NCLEX After 7 years

  1. I have been away from the NCLEX for 7 years, after graduating. There are sooooo many ways to prep for the NCLEX, but I am have tried many of them. Fully aware that persistence pays off, but I am struggling to get back at the books. Any suggestions short of reregistering for school? I am planning on purchasing books to read (regularly) and thoroughly... I think my biggest problem was selection, when it came to answering the questions....

    I had a hard time forgetting what I knew from prior experience (EMS, Firefighter).. It was hard to dummy down for the NCLEX..
    •  
  2. 6 Comments

  3. by   Meriwhen
    Moving to the NCLEX Forum.

    I wouldn't say so much "dummy down" as that you have to approach NCLEX scenarios and questions from the RN/LVN scope of practice, instead of the EMT or firefighter scope. You may have been permitted to do things in your past lives that are now outside of your scope of practice as a nurse. Also, in the field, you might do--by necessity--things that might not exactly fly in a facility or on the NCLEX..

    Similar issues happens with CNAs/PCTs/other hospital employees becoming nurses or LVNs becoming RNs--they're used to working (and for LVNs, nursing) in the real healthcare world, whereas the NCLEX is set in the ivory tower world of nursing. You know, that perfect little world where you have one patient, all the resources you need at your fingertips, all the time in the world for your patient, and your patient responds predictably to every single intervention.

    It can be hard to keep real world and NCLEX world nursing separate, especially during the test: your gut screams "A" because that's how you've actually handled it before, but in the NCLEX world of nursing, the answer is "B."

    Check with your BON to see if you are still eligible to take the NCLEX as is. At 7 years out, you may not be able to take it without either re-enrolling in school or taking a refresher course.

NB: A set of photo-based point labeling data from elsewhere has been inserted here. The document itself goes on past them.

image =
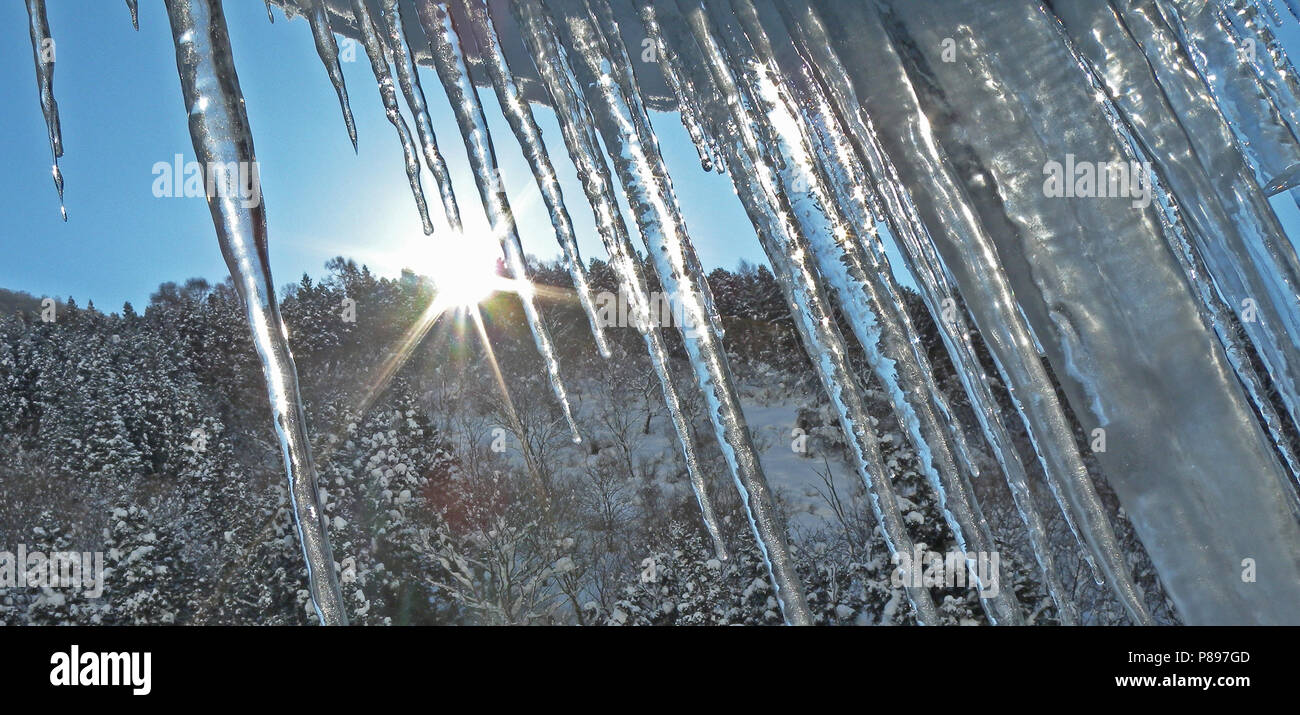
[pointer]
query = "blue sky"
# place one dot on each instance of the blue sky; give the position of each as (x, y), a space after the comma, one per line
(121, 109)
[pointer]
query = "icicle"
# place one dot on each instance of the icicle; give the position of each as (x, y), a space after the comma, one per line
(460, 90)
(641, 170)
(408, 78)
(221, 137)
(609, 42)
(43, 53)
(1229, 228)
(833, 83)
(1080, 269)
(317, 14)
(1259, 48)
(529, 137)
(971, 258)
(380, 64)
(683, 89)
(1265, 134)
(862, 286)
(758, 186)
(577, 130)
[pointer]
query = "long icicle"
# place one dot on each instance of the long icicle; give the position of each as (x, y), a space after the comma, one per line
(389, 95)
(317, 16)
(644, 177)
(408, 78)
(987, 287)
(593, 173)
(758, 185)
(609, 38)
(43, 53)
(830, 212)
(1223, 230)
(936, 290)
(450, 64)
(219, 126)
(524, 125)
(681, 87)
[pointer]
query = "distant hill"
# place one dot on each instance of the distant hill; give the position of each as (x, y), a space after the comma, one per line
(17, 300)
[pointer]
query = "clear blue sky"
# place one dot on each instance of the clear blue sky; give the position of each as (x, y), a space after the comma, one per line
(120, 102)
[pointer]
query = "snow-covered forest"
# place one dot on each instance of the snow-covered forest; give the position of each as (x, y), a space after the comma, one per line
(142, 433)
(1025, 347)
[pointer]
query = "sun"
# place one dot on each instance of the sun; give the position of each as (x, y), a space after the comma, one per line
(464, 271)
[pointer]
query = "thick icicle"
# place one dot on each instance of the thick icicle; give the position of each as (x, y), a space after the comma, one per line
(1265, 134)
(408, 78)
(767, 203)
(317, 14)
(609, 40)
(529, 137)
(680, 85)
(389, 95)
(644, 177)
(43, 53)
(450, 64)
(1110, 307)
(970, 255)
(219, 126)
(577, 130)
(936, 290)
(862, 285)
(1230, 225)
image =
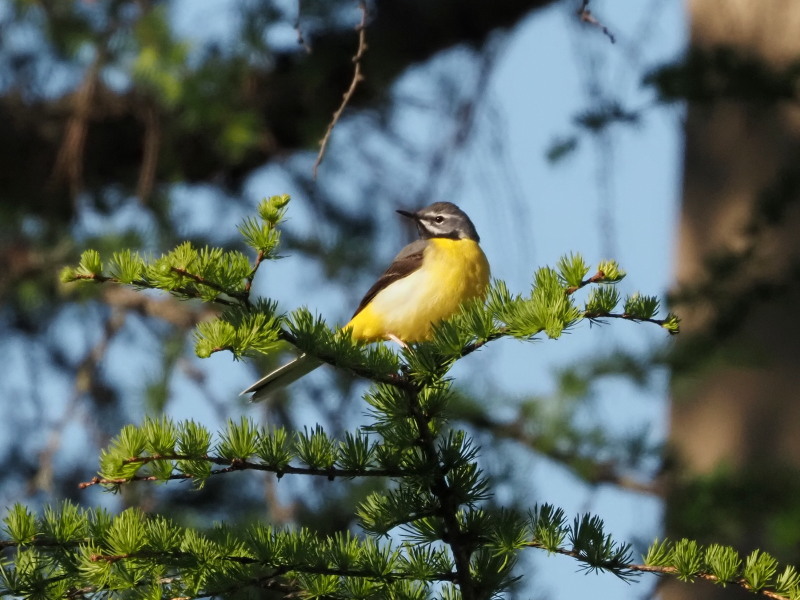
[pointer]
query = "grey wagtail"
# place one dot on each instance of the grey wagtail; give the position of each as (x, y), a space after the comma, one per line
(426, 283)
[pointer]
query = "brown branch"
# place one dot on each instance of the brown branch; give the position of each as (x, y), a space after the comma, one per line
(586, 16)
(300, 38)
(357, 77)
(667, 570)
(208, 283)
(150, 153)
(234, 465)
(68, 167)
(597, 277)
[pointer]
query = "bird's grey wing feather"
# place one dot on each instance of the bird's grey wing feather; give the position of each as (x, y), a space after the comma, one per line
(408, 260)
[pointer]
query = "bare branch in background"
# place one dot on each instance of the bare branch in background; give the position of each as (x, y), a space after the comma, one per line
(586, 16)
(357, 77)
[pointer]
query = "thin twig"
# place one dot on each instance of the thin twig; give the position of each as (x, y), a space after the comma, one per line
(300, 38)
(586, 16)
(357, 77)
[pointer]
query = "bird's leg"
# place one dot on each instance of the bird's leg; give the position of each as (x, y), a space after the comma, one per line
(394, 338)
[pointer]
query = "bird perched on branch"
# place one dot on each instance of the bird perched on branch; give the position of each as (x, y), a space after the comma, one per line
(426, 283)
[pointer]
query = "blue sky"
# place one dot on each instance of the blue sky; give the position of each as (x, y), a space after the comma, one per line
(612, 198)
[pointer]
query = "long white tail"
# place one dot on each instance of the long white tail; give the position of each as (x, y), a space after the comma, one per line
(282, 376)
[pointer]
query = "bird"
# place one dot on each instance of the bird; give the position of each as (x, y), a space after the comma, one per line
(426, 283)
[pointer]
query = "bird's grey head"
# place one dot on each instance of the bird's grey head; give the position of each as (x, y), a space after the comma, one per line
(443, 219)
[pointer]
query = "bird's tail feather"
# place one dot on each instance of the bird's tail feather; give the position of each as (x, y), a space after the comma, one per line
(282, 376)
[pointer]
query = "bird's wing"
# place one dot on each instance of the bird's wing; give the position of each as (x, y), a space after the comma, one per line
(408, 260)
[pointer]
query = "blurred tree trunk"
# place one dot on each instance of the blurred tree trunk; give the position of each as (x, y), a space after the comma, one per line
(735, 413)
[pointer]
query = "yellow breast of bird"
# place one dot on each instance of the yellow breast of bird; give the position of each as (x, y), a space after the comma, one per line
(452, 272)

    Get the most recent study guides that you can. Do lots of NCLEX questions so you become very familiar with them. If you are weak in a particular area (e.g., pediatrics, pharmacology, etc.), also pick up review books in those areas too. You could consider a NCLEX review course such as Kaplan. They review content as well as test-taking and question-answering strategies. Or even consider enrolling in a refresher course, which will review content as well as clinical skills.

    Best of luck.
  4. by   klorena
    Since you stated you will be purchasing books to review. I would definitely recommend La Charity. It really helped me with appropriate delegation and which patient to see first. I was out of school for two years and utilized this book and Hurst Review and passed. Reviews also provide their own review materials. I would recommend a review since it has been 7 years and there are always changes and updates. Many people will tell you how they passed but it truly ranges person to person. I tried Kaplan but it was not helpful for me but beneficial for others. I recommend sitting down and determining your weaknesses and from there determine how to review and study. I was somewhat weak in certain areas of content and Hurst really helped me. Do lots of NCLEX questions. I recommend UWORLD as well. Make yourself a schedule to lay out how many hours a day per week you plan to study with specific content areas you plan to review and how many question you want to do. Good Luck Future RN!
  5. by   Party_of_five
    I'd say you need content review. Hurst is excellent and has both online and Live classes. But first I'd do a PP mentioned and check with your BON. 7 years is a long time. Good luck
  6. by   imhorsemackerel
    Are you doing the LPN or RN? I felt Saunder's NCLEX exam book helpful and comprehensive. I know the one for LPN is red, but not sure the color for the RN one.
  7. by   Lupe Sanchez
    I was out if school 7 years and passed. I used Mark Klimek, Lacharity, and last but not least UWorld. You can do it!
  8. by   FolksBtrippin
    If you think you need to "dummy down" from what you knew as an EMT and firefighter in order to pass NCLEX, then humility is your biggest problem. You absolutely cannot learn with an attitude like that.

    You need to get smarter not dumber.

    If you can't accept that, then I sincerely recommend that you give up, because you have no chance of passing.

    This is my 100% no ********, straight up truth.